When one or more sutures fuse prematurely, skull growth can be restricted perpendicular to the suture. If multiple sutures fuse while the brain is still increasing in size, intracranial pressure can increase. Primary craniosynostosis is believed to be a result of primary defect in the mesenchymal layer ossification in the cranial bones. Secondary craniosynostosis is a result of primary failure of brain growth.
Plagiocephaly is a type of Cephalic disorder. Plagiocephaly is a condition characterized by an asymmetrical distortion (flattening of one side) of the skull. It is a common finding at birth and may be the result of a restrictive intrauterine environment. If there is premature union of skull bones, this is more properly called synostosis. The unusual head shape in plagiocephaly is caused by pressure in the womb giving a "diamond" shaped head when seen from above. In pronounced cases there may be flattening of one side of the chest as well. As the child's head grows rapidly after birth, this visible inequality nearly always gets much less marked as the first year progresses.
Surgery is typically used to separate the fused sutures of the skull as well as to reshape the skull. Without surgery, blindness and mental retardation is a typical outcome. To treat the cosmetic troubles, a combination of orthodontic and orthognathic surgery can be used to relieve some of the midface deficiency.

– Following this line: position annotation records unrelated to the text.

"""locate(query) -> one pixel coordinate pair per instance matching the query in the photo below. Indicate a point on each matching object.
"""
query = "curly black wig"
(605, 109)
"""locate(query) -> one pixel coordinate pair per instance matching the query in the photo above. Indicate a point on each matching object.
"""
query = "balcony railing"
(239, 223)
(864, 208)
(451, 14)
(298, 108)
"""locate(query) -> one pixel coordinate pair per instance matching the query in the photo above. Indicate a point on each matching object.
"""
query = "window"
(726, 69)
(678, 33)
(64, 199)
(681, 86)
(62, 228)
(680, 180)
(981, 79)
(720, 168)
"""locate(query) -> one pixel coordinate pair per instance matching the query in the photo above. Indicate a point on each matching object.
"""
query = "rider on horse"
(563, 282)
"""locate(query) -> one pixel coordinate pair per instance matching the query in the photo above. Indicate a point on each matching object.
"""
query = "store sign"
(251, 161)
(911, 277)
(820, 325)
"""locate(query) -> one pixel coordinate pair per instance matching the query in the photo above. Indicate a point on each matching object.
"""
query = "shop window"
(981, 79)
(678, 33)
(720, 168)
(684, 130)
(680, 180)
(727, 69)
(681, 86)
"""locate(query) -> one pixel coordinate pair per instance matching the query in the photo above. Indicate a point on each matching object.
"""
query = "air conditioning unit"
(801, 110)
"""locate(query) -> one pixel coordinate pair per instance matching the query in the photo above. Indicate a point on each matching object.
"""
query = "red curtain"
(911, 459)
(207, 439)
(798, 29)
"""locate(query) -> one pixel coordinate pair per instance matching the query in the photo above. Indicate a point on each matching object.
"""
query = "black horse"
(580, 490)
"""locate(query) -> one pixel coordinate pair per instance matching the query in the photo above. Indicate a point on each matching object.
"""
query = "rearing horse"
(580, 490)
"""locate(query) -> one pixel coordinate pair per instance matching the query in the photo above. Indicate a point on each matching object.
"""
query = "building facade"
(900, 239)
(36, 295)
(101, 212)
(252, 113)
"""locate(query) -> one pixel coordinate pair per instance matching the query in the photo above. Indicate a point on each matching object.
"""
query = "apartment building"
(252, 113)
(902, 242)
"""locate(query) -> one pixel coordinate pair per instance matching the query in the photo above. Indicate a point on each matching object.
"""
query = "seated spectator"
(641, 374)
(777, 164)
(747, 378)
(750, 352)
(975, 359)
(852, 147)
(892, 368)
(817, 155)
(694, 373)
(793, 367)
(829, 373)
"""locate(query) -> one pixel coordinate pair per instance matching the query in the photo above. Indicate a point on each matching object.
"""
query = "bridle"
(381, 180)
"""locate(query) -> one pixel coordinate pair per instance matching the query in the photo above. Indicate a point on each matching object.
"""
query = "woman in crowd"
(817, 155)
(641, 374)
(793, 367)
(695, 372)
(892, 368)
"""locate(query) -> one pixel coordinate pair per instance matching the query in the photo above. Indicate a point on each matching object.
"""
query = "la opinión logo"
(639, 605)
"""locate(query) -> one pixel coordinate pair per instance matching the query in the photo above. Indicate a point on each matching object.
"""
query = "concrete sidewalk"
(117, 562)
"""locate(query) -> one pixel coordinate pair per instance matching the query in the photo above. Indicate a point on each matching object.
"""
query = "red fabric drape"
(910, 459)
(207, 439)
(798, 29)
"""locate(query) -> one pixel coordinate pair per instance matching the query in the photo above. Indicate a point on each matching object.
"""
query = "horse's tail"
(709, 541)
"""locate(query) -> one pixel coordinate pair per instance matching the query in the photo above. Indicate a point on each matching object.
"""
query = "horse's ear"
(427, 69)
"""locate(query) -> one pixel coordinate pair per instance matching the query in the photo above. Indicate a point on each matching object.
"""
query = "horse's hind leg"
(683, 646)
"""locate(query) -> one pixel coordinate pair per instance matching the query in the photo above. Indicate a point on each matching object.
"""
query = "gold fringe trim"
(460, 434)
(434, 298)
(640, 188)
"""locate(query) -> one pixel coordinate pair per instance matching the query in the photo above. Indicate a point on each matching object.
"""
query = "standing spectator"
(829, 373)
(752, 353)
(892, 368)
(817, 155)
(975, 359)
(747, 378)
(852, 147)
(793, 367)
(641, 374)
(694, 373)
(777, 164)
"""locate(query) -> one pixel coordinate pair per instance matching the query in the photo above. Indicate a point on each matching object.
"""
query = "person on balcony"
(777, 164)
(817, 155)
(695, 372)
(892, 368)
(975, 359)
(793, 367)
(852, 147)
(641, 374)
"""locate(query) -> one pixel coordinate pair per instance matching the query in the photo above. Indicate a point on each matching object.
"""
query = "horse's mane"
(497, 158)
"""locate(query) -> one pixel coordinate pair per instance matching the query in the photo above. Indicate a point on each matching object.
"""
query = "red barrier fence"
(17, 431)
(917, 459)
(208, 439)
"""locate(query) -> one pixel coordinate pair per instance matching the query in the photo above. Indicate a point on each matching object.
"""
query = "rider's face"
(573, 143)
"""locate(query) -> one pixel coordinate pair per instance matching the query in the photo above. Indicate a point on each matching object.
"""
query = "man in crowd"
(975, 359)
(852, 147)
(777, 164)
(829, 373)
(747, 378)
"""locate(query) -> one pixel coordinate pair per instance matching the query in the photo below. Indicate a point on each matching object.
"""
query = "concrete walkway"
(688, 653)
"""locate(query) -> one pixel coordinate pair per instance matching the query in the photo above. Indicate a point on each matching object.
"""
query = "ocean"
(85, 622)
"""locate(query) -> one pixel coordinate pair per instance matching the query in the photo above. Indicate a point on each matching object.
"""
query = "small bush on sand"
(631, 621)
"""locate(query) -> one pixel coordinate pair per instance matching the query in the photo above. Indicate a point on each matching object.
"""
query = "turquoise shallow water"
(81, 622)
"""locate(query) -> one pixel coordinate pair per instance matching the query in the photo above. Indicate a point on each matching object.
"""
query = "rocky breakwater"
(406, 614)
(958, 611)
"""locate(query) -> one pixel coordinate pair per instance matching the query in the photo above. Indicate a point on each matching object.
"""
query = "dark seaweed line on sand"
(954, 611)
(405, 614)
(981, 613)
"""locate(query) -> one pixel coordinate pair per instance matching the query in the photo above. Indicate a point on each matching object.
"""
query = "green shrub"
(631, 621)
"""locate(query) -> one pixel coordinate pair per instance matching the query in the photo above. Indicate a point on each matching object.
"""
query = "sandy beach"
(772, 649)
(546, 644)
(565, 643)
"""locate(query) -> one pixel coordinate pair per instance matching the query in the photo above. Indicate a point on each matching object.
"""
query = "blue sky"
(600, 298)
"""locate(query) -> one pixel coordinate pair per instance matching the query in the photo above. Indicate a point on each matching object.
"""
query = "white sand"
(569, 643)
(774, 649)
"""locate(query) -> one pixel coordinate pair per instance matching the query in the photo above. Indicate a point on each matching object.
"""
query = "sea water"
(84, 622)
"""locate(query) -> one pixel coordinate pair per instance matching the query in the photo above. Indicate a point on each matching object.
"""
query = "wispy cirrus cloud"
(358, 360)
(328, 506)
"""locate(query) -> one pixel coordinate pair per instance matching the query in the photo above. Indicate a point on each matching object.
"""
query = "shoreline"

Typical surgery begins with a zigzag incision from ear to ear across the top of the head. The scar left by this type of incision makes the hair look more natural than that left by a straight incision would. Raney clips are typically used to curtail bleeding, as cauterization would not result in an aesthetically pleasing result upon healing. Once the scalp is peeled back, pilot holes are drilled through the skull. These pilot holes are then connected, separating the skull into several pieces. Once reshaped, these pieces are placed back on the head (typically in an altered configuration) and held together by a combination of dissolving sutures, plates, and screws. These plates and screws are typically composed of a copolymer comprised of polyglycolic and polylactic acid and will break down into water and carbon dioxide within a year. Demineralized bone matrix or bone morphogenetic proteins are often used to fill gaps left by the expanded skull, encouraging the body to grow new bone in a process called intramembranous ossification. Once the Raney clips are removed, dissolving sutures are again used to close the incision.
In addition, many patients wear a custom fitted helmet (or cranial band) for several months after surgery.